April 13, 2018 By Hassan Gbassay Koroma
The Sierra Leone Legal Aid Board yesterday, April 12, engaged community stakeholders in both the Western Rural and Urban areas on post-elections anti-violence campaign.
Speaking at the well-attended dialogue event which took place at Atlantic Hall, Stadium Hostels in Freetown, chairman of event, Francis Gabbidon, said that the Legal Aid Board works to maintain peace and give justice to every Sierra Leonean.
He noted that during the electioneering period, they worked tirelessly to ensure that the country conducts peaceful elections and that the elections started well but ended with violence after the final run-off presidential results were announced.
He said the Board was somehow disappointed to hear that people were fighting one another, destroying properties in the name of jubilation, a situation he said was very wrong.
He said that people should know that the Legal Aid Board was not happy about the ongoing political violence in the country.
In her statement, Executive Director of the Board, Fatmata Claire Carlton-Hanciles, applauded civil society and non-governmental organisations who worked tirelessly before and during the elections to ensure the conduct of peaceful elections.
She said the March 7 general election was peaceful, but noted that the March 31 run-off presidential election was occasioned by some tension and violence and that they thought it fit to engage community stakeholders and organisations in the Western Rural and Urban to chart the way forward on how to restore peace in the country.
“We shouldn’t be blaming political parties for the violence in the country, but we should rather be blaming ourselves as people. We need to be tolerant with one and other because that is the only way we can achieve development for our nation,” he said.

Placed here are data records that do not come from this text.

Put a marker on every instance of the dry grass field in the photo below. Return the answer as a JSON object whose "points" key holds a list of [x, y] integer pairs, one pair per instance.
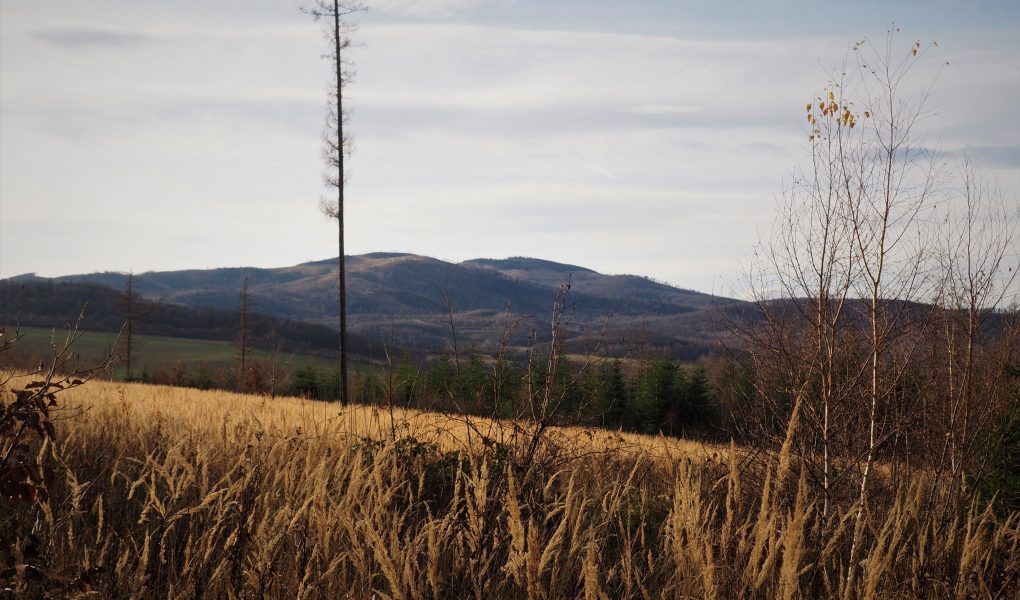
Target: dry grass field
{"points": [[174, 493]]}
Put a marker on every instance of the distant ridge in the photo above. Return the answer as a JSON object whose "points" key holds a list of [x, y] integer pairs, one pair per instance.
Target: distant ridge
{"points": [[402, 298]]}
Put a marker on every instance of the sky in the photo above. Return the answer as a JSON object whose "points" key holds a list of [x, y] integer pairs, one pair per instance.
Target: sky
{"points": [[640, 137]]}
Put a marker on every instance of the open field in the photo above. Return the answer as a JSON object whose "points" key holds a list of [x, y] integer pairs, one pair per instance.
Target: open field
{"points": [[159, 492], [155, 352]]}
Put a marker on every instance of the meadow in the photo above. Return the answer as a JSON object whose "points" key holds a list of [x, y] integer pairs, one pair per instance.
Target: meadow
{"points": [[153, 353], [157, 492]]}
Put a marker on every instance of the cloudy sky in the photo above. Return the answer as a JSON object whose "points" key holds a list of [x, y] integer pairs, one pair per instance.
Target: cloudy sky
{"points": [[629, 137]]}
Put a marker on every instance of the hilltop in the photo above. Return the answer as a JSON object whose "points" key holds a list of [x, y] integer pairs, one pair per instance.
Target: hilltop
{"points": [[406, 299]]}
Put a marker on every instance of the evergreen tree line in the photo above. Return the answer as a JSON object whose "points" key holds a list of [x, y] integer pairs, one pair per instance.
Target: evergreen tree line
{"points": [[658, 395]]}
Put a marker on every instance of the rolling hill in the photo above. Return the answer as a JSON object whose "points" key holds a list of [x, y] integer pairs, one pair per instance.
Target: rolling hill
{"points": [[406, 300]]}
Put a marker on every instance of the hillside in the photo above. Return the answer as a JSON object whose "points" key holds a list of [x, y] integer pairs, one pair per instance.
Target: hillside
{"points": [[54, 304], [402, 298]]}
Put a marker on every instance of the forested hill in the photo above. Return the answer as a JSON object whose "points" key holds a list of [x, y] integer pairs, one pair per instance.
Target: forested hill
{"points": [[406, 299], [59, 303]]}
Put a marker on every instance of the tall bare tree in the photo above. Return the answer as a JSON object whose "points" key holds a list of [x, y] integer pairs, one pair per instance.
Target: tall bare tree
{"points": [[244, 334], [135, 311], [336, 148]]}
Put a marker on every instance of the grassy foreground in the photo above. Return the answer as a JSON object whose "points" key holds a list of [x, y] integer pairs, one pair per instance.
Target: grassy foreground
{"points": [[179, 493]]}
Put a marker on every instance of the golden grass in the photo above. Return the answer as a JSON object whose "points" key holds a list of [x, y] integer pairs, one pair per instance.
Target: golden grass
{"points": [[186, 494], [210, 412]]}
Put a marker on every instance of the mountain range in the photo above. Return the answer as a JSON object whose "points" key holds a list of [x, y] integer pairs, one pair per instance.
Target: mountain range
{"points": [[409, 301]]}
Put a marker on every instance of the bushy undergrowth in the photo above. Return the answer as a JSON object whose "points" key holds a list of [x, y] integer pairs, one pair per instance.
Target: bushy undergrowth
{"points": [[157, 506]]}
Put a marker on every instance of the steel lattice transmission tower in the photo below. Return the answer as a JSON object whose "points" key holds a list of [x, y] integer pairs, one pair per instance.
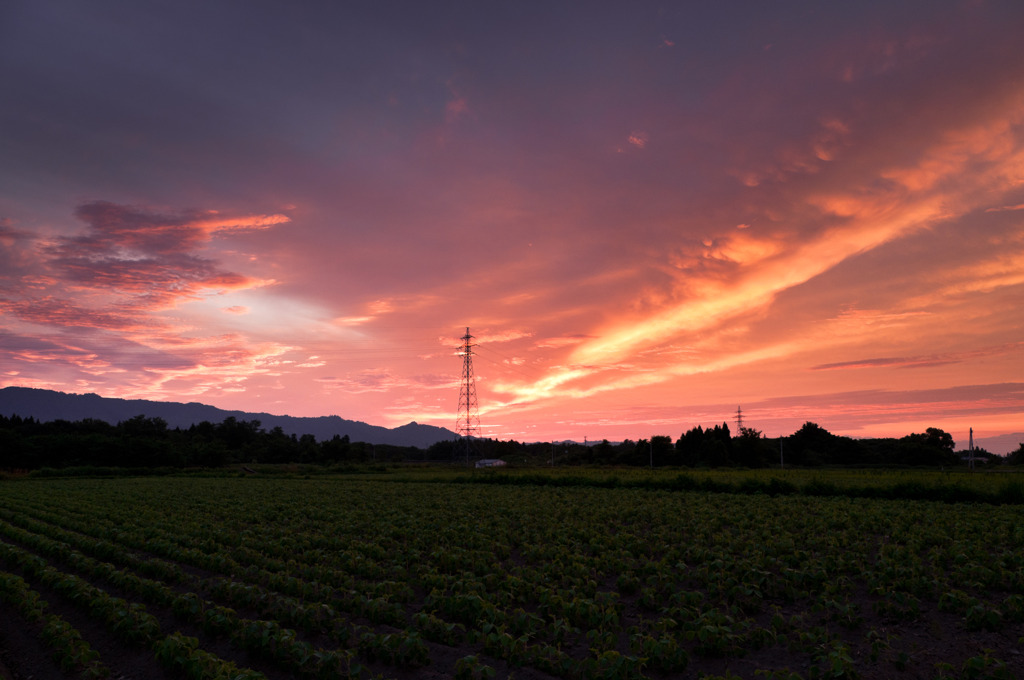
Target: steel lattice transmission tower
{"points": [[467, 424]]}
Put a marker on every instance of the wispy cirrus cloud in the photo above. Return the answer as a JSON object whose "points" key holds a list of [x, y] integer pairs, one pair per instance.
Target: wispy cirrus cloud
{"points": [[96, 301]]}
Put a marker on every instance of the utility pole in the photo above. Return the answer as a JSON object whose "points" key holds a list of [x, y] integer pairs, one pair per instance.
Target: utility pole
{"points": [[467, 424], [971, 450]]}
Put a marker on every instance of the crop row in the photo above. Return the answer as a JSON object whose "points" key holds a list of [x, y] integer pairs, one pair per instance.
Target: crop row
{"points": [[576, 583]]}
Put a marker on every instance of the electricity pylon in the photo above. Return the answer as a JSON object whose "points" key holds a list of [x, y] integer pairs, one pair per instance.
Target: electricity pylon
{"points": [[467, 424]]}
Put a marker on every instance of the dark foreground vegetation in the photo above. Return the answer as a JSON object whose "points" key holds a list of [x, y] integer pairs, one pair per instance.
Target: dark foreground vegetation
{"points": [[147, 442], [253, 577]]}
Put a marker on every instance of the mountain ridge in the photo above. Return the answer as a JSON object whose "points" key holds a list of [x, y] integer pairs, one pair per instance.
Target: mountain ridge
{"points": [[46, 405]]}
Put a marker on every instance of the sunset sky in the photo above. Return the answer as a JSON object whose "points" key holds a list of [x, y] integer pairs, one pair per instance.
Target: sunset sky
{"points": [[648, 214]]}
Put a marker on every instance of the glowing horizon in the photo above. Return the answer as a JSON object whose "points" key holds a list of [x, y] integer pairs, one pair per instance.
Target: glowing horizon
{"points": [[814, 213]]}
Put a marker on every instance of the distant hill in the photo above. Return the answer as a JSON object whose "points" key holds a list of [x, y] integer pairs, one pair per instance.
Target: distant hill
{"points": [[45, 406]]}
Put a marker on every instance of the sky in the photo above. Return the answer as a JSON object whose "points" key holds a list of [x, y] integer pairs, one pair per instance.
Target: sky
{"points": [[647, 214]]}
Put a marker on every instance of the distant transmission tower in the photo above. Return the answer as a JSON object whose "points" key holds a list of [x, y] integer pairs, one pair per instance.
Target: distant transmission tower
{"points": [[467, 424]]}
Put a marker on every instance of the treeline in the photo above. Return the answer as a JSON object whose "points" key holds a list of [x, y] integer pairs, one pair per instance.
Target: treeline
{"points": [[147, 442], [811, 445]]}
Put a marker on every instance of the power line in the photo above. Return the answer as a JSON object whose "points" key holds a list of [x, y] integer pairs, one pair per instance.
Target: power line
{"points": [[467, 423]]}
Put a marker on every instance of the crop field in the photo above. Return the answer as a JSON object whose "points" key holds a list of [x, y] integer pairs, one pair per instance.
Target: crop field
{"points": [[246, 578]]}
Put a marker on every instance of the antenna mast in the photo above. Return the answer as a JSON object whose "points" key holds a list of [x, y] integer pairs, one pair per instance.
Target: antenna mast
{"points": [[467, 424]]}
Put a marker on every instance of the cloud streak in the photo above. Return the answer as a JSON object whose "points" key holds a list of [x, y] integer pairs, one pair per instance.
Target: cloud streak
{"points": [[712, 209]]}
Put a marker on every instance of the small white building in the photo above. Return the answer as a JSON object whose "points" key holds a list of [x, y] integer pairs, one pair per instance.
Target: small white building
{"points": [[491, 462]]}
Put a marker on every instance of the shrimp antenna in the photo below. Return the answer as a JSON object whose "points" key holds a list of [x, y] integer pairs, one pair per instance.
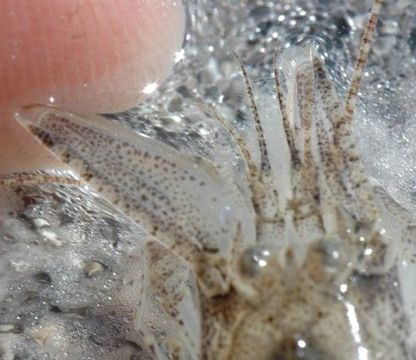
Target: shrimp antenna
{"points": [[364, 50], [265, 163]]}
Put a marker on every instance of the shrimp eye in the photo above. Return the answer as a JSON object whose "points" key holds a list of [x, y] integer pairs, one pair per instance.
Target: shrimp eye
{"points": [[254, 259], [296, 348]]}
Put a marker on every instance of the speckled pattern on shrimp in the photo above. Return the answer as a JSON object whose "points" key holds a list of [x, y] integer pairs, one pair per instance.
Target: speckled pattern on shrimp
{"points": [[293, 264]]}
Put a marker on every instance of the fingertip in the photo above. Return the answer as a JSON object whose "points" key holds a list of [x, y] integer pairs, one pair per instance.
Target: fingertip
{"points": [[86, 56]]}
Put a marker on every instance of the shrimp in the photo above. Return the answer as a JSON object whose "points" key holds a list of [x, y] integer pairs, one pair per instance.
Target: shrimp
{"points": [[296, 269]]}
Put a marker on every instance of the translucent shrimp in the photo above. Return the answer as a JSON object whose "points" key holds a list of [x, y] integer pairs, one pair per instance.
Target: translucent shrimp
{"points": [[301, 270]]}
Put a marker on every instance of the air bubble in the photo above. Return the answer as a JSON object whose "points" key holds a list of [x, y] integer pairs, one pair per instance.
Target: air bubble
{"points": [[254, 260]]}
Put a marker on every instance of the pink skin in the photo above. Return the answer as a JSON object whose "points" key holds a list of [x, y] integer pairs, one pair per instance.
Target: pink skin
{"points": [[84, 56]]}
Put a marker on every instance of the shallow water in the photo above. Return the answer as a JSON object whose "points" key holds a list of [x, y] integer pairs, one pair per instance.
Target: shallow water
{"points": [[77, 239]]}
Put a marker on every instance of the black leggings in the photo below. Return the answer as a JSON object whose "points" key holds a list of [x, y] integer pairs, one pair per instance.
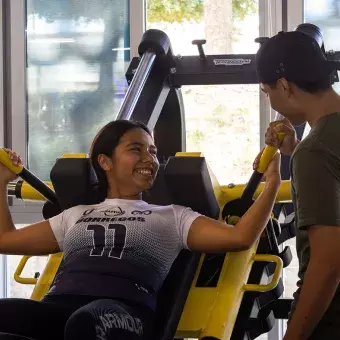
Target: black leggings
{"points": [[75, 317]]}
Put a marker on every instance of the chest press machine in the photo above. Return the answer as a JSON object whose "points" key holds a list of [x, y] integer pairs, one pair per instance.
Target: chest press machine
{"points": [[205, 296]]}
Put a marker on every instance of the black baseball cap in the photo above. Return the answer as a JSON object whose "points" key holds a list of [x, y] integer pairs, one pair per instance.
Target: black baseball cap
{"points": [[295, 56]]}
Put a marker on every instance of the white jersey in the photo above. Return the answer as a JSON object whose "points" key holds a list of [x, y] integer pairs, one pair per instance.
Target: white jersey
{"points": [[119, 248]]}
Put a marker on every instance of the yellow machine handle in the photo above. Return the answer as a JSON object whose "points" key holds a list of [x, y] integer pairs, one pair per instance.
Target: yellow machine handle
{"points": [[268, 154], [7, 162], [18, 271], [261, 288]]}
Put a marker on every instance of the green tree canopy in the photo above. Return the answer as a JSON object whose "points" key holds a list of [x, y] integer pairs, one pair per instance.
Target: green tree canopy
{"points": [[158, 10], [180, 10]]}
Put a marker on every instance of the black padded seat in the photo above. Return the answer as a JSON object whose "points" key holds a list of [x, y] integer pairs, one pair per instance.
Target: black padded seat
{"points": [[6, 336]]}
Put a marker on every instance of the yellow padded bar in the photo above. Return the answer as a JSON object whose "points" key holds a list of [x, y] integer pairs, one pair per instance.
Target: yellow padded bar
{"points": [[47, 277]]}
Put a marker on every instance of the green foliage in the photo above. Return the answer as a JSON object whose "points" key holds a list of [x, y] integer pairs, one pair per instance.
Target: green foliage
{"points": [[196, 136], [158, 10], [181, 10], [174, 10], [242, 8]]}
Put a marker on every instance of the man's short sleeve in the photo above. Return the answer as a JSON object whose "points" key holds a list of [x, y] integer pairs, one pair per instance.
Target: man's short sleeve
{"points": [[184, 219], [316, 182]]}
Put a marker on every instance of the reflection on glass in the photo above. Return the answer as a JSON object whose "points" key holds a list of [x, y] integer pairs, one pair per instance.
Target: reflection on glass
{"points": [[326, 15], [76, 61]]}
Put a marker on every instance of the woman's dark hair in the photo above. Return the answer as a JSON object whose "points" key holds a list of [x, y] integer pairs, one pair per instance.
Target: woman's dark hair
{"points": [[105, 142]]}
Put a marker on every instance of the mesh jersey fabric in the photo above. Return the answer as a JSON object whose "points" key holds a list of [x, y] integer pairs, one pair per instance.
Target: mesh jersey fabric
{"points": [[119, 248]]}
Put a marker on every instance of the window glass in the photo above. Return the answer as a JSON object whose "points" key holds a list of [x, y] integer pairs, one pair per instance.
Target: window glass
{"points": [[325, 14], [76, 61], [221, 121]]}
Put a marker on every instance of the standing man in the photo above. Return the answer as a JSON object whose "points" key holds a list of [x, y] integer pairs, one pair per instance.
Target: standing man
{"points": [[297, 79]]}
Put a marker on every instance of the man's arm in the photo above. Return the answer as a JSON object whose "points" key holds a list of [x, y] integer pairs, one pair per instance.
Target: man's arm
{"points": [[321, 281]]}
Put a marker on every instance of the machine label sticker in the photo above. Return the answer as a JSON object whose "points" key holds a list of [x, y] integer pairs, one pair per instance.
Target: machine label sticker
{"points": [[232, 62]]}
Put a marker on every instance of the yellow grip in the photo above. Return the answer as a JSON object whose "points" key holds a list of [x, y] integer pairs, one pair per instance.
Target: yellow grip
{"points": [[268, 154], [261, 288], [18, 271], [6, 161]]}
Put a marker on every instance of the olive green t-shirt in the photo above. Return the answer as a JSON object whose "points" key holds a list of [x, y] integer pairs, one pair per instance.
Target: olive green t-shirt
{"points": [[315, 171]]}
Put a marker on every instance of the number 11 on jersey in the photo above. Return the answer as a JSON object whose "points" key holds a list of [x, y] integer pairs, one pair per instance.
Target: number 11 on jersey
{"points": [[101, 239]]}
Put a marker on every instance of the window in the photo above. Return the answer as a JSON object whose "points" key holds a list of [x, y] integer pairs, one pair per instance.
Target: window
{"points": [[325, 14], [76, 61], [34, 265], [221, 121]]}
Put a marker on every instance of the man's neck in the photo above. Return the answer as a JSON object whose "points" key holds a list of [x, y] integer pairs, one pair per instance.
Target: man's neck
{"points": [[320, 105]]}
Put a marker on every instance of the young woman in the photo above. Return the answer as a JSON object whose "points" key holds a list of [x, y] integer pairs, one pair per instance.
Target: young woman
{"points": [[117, 252]]}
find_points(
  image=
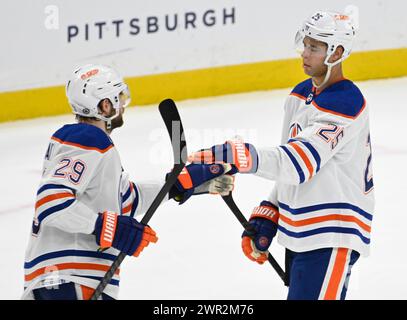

She urged that Sierra Leoneans emulate the country’s religious tolerance and apply it to politics, disclosing that on April 24 they would be officially launching the post anti-election violence campaign at the Miatta Conference Centre.
President of the Sierra Leone Labour Congress, Jennings A.B. Wright, said when there was violence in the country his constituents suffered the most because works and businesses were always affected, thus calling on Sierra Leoneans to reunite as elections are over.
He applauded the Legal Aid Board for organising such a meeting for stakeholders in both the Western Rural and Urban Areas, to discuss the way forward to put an end to the reported political violence in the country and pleaded that the Board replicates the meeting in the provinces.
Also speaking, Assistant Inspector General of Police Gloria Tarawallie, said the meeting was attended by the targeted stakeholders, and noted that the work of the Legal Aid Board complemented that of the Sierra Leone Police, especially in the area of maintaining peace.
She accused some police officers of allegedly being behind the ongoing violence in the country, noting that some officers were too partisan during the elections hence supporters retaliated after the final run-off elections results were announced.